/NearestStateFinder

Primary LanguagePythonMIT LicenseMIT

NearestStateFinder

Problem Statement

Description of the problem

  • The main problem in this project was we got a huge dataset. It was easy to count the distance between two distances based on the function. However, it's not that easy to find the 'nearest' one in a short time if we use the travel algorithm which takes O(n). So we decided to use Hash. The hash algorithm is efficient in searching for a specific element.

Relevant references and background materials

  • To realize the Hash algorithm, we first do the preprocessing of data, using the geoHash algorithm. This algorithm can translate a pair of latitude and longitude into a string and is capable to translate it back to coordinates. (https://en.wikipedia.org/wiki/Geohash) picture hash is very convenient for neighbor searching as it cut the space into continuous pieces and link them together in Z shape.
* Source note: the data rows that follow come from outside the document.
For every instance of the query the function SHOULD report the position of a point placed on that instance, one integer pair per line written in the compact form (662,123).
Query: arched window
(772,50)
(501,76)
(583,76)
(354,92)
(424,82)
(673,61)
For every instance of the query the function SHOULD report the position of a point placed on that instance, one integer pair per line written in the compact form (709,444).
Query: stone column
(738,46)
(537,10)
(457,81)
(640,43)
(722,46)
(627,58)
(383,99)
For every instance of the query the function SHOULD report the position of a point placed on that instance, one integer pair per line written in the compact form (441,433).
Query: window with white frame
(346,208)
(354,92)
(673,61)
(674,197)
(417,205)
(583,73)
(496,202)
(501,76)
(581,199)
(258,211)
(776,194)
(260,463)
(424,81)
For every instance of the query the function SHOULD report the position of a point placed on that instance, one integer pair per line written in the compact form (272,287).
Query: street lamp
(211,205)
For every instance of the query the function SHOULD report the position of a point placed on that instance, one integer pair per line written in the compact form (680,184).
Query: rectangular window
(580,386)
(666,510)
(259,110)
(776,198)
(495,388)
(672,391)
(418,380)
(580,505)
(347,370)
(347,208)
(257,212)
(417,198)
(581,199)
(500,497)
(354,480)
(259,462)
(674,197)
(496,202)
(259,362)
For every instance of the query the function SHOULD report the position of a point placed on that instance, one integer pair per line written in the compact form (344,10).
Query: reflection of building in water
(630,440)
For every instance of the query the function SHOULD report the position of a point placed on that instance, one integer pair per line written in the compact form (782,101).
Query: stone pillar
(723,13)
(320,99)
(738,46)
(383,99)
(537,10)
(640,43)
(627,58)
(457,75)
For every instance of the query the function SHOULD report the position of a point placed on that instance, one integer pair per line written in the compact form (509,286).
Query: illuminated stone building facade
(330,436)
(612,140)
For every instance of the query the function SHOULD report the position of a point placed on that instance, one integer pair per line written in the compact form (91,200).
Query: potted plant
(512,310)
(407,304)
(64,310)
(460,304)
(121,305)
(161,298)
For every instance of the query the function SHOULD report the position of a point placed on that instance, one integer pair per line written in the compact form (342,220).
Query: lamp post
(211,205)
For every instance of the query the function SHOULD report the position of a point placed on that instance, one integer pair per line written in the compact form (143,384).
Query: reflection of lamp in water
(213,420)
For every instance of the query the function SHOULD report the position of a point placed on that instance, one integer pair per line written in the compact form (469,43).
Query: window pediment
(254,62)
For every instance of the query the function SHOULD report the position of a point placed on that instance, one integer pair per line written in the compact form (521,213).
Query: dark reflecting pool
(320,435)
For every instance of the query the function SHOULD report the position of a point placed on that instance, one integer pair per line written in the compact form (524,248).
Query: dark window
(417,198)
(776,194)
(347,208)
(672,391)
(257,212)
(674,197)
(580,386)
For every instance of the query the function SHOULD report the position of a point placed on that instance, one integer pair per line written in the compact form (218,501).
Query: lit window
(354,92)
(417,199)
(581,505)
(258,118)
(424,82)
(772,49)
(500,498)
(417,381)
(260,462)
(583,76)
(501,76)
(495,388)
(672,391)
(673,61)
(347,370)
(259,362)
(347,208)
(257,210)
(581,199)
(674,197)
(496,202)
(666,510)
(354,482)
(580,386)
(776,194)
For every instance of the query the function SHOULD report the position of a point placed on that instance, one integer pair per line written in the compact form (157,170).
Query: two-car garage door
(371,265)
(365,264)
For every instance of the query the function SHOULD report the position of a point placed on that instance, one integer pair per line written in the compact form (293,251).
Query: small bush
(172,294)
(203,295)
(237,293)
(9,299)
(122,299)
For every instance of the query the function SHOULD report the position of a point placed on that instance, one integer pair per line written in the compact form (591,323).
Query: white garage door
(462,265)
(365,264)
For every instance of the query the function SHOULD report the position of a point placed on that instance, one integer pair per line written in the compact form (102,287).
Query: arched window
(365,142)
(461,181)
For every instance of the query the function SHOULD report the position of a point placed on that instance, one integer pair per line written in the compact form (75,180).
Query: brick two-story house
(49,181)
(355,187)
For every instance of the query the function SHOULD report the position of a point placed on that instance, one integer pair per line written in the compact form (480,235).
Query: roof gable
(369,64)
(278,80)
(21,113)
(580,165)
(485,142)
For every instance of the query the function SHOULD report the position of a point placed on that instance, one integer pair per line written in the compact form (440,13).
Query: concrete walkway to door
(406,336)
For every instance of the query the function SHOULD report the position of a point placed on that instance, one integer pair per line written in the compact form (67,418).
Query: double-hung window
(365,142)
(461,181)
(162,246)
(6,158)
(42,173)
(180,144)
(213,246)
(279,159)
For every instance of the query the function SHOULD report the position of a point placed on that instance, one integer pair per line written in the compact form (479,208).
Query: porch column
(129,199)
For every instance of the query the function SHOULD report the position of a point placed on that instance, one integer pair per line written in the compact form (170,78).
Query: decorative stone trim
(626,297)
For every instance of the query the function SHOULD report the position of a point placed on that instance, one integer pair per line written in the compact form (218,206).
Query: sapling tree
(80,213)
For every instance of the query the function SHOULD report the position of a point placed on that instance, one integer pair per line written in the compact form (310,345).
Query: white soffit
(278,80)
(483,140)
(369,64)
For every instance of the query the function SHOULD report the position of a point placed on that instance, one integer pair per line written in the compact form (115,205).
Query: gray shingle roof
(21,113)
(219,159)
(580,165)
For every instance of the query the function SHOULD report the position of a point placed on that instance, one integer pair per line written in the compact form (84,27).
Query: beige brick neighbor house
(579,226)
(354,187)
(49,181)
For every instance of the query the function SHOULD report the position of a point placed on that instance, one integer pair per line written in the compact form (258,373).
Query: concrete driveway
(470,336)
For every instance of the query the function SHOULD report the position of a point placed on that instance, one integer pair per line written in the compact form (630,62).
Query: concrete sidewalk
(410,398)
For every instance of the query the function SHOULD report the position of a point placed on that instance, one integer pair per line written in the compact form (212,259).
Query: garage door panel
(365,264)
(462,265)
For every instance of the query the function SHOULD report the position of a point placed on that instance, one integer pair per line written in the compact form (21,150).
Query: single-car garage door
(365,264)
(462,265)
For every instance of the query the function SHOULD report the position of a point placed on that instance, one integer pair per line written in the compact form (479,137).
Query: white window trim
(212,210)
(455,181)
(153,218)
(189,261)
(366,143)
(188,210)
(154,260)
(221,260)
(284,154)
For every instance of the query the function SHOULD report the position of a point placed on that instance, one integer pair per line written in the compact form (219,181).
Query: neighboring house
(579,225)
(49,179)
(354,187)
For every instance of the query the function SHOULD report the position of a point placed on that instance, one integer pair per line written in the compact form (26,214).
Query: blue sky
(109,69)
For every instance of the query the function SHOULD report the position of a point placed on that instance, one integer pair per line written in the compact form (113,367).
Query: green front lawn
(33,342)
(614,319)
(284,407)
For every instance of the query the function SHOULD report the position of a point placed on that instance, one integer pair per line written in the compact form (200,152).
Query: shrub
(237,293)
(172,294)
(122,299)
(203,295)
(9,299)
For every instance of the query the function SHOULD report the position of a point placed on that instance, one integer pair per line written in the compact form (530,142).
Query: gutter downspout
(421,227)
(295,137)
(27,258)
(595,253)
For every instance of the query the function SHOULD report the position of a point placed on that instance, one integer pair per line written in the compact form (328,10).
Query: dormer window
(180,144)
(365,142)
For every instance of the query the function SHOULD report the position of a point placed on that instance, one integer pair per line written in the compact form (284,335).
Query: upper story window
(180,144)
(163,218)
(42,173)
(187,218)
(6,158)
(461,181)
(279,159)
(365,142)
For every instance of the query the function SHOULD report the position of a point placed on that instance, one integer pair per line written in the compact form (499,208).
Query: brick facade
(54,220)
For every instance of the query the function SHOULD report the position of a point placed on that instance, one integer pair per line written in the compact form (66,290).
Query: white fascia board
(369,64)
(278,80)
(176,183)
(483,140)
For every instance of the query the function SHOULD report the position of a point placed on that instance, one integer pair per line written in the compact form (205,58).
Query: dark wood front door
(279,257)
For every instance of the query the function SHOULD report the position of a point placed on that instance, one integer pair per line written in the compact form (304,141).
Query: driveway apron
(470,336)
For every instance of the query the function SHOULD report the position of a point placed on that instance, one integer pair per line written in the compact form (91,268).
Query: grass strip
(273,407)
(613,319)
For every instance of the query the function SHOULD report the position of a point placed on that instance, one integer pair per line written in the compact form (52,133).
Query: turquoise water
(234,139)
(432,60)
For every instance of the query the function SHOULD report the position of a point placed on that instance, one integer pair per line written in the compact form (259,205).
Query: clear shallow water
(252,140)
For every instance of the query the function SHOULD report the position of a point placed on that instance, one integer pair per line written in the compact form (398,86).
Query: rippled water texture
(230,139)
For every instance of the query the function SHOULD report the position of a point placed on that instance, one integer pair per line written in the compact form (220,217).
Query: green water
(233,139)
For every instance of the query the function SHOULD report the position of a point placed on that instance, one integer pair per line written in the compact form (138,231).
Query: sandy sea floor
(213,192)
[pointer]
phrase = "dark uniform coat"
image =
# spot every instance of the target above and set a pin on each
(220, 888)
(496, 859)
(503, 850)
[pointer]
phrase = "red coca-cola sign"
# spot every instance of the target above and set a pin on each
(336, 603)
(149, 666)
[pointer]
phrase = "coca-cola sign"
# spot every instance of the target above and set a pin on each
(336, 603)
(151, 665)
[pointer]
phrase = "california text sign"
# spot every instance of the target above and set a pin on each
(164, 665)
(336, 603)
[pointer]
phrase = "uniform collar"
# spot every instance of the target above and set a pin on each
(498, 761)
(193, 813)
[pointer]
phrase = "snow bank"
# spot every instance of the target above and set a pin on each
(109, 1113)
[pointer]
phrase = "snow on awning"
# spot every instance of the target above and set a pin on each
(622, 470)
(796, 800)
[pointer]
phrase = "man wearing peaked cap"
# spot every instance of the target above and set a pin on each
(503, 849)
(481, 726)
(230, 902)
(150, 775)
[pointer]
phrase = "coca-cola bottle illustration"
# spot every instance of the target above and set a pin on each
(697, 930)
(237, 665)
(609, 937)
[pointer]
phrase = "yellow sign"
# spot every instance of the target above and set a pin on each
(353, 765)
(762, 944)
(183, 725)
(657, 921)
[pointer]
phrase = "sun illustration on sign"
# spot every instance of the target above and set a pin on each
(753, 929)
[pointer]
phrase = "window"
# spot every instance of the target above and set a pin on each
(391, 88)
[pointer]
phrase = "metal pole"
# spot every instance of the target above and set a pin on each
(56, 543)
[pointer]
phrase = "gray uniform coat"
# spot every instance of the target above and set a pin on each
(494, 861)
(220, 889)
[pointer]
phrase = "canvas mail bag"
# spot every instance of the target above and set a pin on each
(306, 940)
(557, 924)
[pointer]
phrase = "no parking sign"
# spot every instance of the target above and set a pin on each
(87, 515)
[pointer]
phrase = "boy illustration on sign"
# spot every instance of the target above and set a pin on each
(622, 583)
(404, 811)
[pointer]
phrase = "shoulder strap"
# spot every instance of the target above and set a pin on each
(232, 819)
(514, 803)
High-level description of the implementation

  • We used the json file to store the dictionaries. To reduce cost and save time, we used a hierarchy structure so that we don't have to load a huge dictionary every time. First, we use the first three letters to create the first level index.
2jq.json
2jr.json
2jw.json
...

So we can only load one dictionary json file each time. These files are relatively small compared to a whole json file stores everything.

  • Inside the JSON file, we build a dictionary in this kind of structure: "<geohash code>": "<State> <Province>". A good example will be "cbj1ky": " MN Wright" Once we got the input coordinates and transform them to geohash, it can be easily translated to state and province.

  • When finding the geohash code in our dictionary, the input point may have no match in our existing database. So we have to use binary search to give it the closest match in our dictionary keys. Fortunately, python supports the comparison between two strings. For example, it can directly tell that cbj1ky is smaller than cbj0yj. Therefore, a standard binary search could be implemented in our case without optimization.

  • Additionary, because we need to know the nearest K points (1-10), we changed the search algorithm. After we got the nearest one in index i, we will then return the i-K/2 to i+K/2. This method sometimes causes trouble when the range i-K/2~i+K/2 is located in two or more sub dictionaries. We used the binary search twice, one for sub dictionary search and one for key search, to solve it.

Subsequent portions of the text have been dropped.